Steel and cement sectors expressed concern over potential unfair hikes in electricity pricePhoto: Le Toan
Chairman of the Vietnam Steel Association’s (VSA) Pham Chi Cuong last week renewed his call for fair treatment to different sectors including the steel sector when it comes to electricity price.
Cuong also confirmed that many local steel makers were using high technology to follow the industry’s plan toward 2020 with vision to 2030 approved by Deputy Prime Minister Hoang Trung Hai.
Meanwhile, Nguyen Van Thien, chairman of the Vietnam Cement Association, noted that the total capacity of Vietnam’s cement sector reached 68 million tonnes, mostly using ASEAN comparable high technologies. “Only 2.35 per cent of cement firms run blast furnaces,” he said.
Under the third retail pricing draft compiled by the Ministry of Industry and Trade (MoIT), steel and cement producers using power voltages of 110kV or higher during peak hours would pay 10 per cent more for power compared to the average retail price. The highest price hike for voltages of less than 6kV during peak hours would be 20 per cent as per the draft.
This means power prices for the steel and cement producers would increase 2-16 per cent in comparison with other sectors at all voltage levels.
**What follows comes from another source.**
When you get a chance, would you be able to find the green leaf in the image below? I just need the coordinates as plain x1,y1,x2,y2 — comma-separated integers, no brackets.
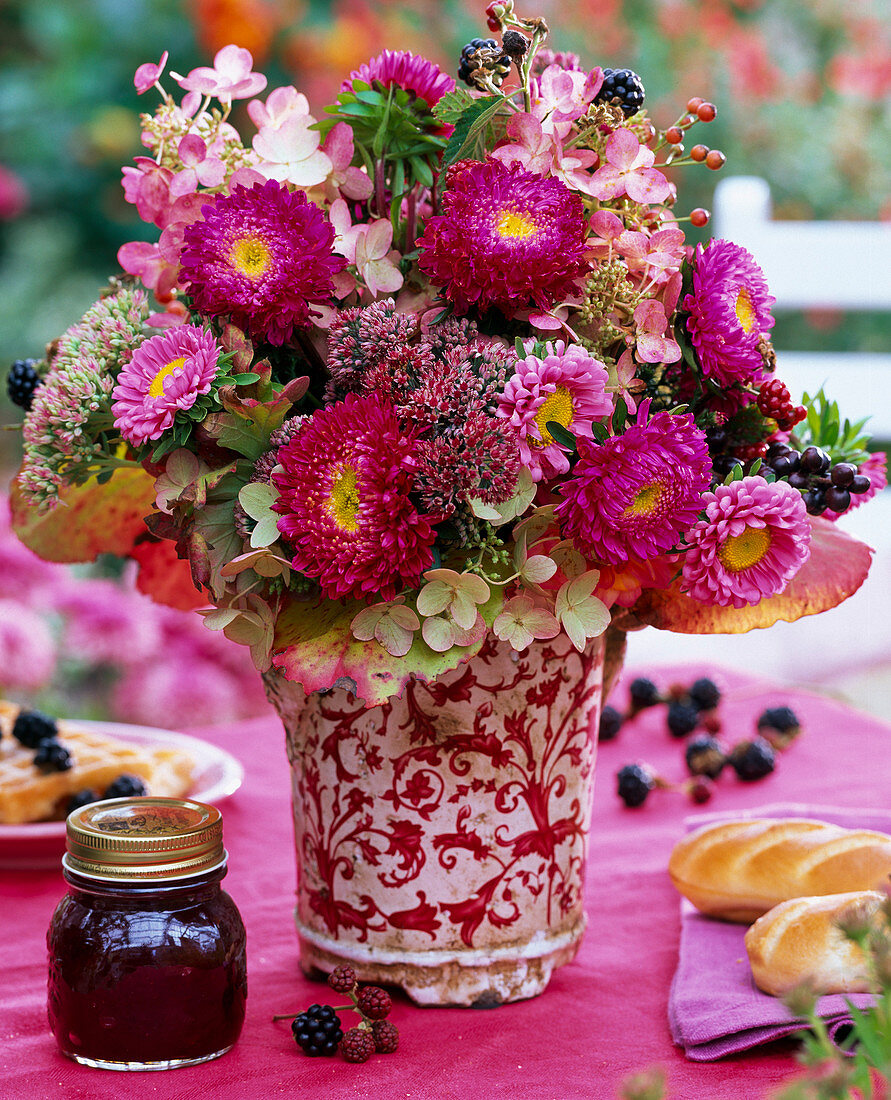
433,88,476,127
439,96,505,185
“It is not fair to apply separate higher electricity prices for the cement and steel sectors. Most of cement firms are facing hard times due to large inventories and a woeful real estate market. If the power prices rise, it could push them to the wall,” said Thien.
Deputy general director of Vinausteel Joint-Venture Company, Lai Quang Trung said that increasing power prices were aimed to encourage savings and new investment, however the electricity industry should ask them-selves how much the people and other industries would suffer as a result of the price increases. “It seems clear that the decline of the cement and steel industries would have a wider negative impact,” he said.
“Power prices are going to rise in this context where the government has given solutions to help domestic firms deal with high inventories and interest rates,” said Trung, adding that many more companies were in trouble and might soon face bankruptcy if the power price hikes went through.
According to Trung, seven steel making factories in Haphong, one of the country’s steel making hubs, have shut down.
Bui Quang Chuyen deputy head of the MoIT’s Heavy Industry Department said that the steel and cement sectors in total consumed 12 per cent of commercial electricity in 2010, 11.6 per cent in 2011 and 11.4 per cent in 2012.
Pham Chi Lan, economist and former deputy chairwoman of the Vietnam Chamber of Commerce and Industry (VCCI), said it was not necessary to apply a separate price framework for the two sectors.
“Instead, state-run Electricity of Vietnam (EVN) can propose to the government a specific amount of power that should be provided to the sectors and regulate which factories qualify for the power,” she suggested.